An unlocked 8-GByte version of the phone will cost $179 without a contract, and is available on the motorola.com website. For a 16-GByte version the price goes up to $199. The company is selling a GSM model that will work on the AT&T Inc. (NYSE: T) and T-Mobile US Inc. (NYSE: TMUS) networks. A CDMA version for Verizon Communications Inc. (NYSE: VZ), Sprint Corp. (NYSE: S), and other networks will be available in January according to a blog post at the Motorola web site.
The Moto G is already available for sale in Brazil, Mexico, Chile, Argentina, Peru, UK, Germany, France, and Canada, and Google expects the low-cost phone to be available in 30 countries by early next year.

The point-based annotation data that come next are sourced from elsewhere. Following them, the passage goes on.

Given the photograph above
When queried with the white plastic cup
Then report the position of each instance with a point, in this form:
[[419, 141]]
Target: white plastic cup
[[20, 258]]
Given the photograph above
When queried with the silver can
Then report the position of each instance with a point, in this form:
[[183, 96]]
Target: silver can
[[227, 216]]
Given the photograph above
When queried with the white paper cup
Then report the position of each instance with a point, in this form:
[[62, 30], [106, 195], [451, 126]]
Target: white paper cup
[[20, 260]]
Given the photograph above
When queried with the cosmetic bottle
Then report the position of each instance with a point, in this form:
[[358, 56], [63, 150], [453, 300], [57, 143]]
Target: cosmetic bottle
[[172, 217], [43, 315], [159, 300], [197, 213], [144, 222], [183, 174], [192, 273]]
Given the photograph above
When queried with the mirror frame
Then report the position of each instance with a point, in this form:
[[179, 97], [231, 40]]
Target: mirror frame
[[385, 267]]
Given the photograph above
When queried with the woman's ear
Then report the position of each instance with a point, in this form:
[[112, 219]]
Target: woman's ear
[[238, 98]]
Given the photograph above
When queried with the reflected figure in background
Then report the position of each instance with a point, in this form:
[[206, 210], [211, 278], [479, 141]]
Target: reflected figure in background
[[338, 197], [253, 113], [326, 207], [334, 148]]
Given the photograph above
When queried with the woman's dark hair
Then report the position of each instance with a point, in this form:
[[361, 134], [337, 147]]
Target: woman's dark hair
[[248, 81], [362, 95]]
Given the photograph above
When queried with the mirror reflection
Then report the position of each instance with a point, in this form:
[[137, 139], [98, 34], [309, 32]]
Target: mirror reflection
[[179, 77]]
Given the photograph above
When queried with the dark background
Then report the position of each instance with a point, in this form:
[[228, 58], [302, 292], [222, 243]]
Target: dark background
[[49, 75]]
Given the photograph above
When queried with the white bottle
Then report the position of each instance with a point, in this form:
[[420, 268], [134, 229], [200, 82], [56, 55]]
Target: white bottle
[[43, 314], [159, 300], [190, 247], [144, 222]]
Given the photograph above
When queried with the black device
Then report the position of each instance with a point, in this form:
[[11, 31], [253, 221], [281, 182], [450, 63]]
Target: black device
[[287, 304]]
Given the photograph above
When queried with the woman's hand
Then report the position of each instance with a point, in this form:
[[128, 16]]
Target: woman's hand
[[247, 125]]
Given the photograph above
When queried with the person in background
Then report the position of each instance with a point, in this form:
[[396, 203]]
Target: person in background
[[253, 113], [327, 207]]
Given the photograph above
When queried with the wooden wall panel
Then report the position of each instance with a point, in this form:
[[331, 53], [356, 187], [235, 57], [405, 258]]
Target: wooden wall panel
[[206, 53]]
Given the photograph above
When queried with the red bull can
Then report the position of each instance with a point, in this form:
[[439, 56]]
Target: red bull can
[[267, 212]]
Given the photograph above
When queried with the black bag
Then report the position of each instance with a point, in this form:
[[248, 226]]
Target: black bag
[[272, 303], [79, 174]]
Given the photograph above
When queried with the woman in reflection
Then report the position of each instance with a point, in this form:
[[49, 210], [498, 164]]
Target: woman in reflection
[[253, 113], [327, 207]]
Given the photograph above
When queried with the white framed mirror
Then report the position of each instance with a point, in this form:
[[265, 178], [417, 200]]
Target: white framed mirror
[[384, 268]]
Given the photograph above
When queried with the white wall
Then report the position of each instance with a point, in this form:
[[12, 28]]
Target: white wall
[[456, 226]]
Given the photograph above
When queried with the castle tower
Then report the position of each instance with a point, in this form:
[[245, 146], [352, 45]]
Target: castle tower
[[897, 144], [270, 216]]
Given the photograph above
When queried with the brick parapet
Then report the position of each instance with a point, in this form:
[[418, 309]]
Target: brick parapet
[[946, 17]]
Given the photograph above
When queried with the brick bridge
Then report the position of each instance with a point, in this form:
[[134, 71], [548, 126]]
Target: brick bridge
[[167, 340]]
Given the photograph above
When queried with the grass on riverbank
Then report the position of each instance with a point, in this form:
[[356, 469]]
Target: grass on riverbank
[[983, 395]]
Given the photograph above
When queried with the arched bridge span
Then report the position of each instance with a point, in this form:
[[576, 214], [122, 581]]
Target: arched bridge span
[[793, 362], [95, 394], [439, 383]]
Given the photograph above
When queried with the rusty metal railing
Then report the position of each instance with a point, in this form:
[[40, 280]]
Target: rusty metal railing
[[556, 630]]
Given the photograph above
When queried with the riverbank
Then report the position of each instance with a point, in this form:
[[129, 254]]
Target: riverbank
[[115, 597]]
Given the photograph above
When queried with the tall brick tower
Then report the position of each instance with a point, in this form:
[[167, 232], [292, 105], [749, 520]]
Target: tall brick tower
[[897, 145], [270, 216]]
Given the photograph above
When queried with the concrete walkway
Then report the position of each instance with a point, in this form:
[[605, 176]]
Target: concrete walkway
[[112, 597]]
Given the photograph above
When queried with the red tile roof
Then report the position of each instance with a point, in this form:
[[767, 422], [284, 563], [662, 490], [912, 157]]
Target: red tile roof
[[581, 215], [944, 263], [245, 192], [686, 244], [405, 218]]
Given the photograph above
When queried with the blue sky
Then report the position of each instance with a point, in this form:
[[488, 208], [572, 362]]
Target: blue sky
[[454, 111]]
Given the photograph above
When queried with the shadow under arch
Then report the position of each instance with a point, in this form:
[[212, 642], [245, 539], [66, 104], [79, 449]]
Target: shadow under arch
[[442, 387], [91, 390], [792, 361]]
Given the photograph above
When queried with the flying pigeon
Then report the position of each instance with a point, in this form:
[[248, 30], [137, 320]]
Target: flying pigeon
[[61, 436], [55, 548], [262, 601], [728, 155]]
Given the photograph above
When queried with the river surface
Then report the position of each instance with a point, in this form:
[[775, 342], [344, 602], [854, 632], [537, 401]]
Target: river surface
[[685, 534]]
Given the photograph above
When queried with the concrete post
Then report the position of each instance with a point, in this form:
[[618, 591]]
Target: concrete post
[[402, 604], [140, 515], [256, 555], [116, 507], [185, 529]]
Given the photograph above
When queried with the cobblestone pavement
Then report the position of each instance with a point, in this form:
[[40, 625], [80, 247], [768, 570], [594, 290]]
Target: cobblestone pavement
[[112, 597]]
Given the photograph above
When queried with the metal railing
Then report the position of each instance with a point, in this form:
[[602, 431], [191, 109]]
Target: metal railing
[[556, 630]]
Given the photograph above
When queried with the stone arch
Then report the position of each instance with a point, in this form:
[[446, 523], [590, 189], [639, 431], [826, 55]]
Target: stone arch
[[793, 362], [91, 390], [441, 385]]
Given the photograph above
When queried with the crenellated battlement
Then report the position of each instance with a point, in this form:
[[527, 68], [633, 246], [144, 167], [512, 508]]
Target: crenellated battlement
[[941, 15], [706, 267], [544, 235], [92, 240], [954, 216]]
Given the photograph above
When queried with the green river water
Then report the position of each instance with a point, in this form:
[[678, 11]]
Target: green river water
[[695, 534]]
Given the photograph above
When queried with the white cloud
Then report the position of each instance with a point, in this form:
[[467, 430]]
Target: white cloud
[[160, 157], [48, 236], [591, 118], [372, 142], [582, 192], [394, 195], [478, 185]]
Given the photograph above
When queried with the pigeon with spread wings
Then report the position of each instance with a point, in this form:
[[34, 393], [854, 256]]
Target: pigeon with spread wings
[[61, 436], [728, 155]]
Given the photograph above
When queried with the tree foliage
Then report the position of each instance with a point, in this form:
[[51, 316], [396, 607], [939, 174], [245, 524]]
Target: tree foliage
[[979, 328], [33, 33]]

Google has targeted the Android-based device for customers in emerging nations who want to purchase a (relatively) inexpensive smartphone. In Brazil, for example, an Apple Inc. (NASDAQ: AAPL) iPhone 5S costs nearly $1,600 once all the duties and taxes are added to the base cost of the phone. Even at $649 for an unlocked version in the U.S., an iPhone 5S is beyond the reach of many potential buyers. That’s the target market for the phone in the U.S. and other developed countries.
The catch, at least in the U.S., is that smartphone penetration is nearly 70% which makes finding someone without a smartphone a tricky proposition. Right now the Moto G is available at the $179 price only at the Motorola website although there is a listing for the phone at Amazon for $290 shipping from Canada.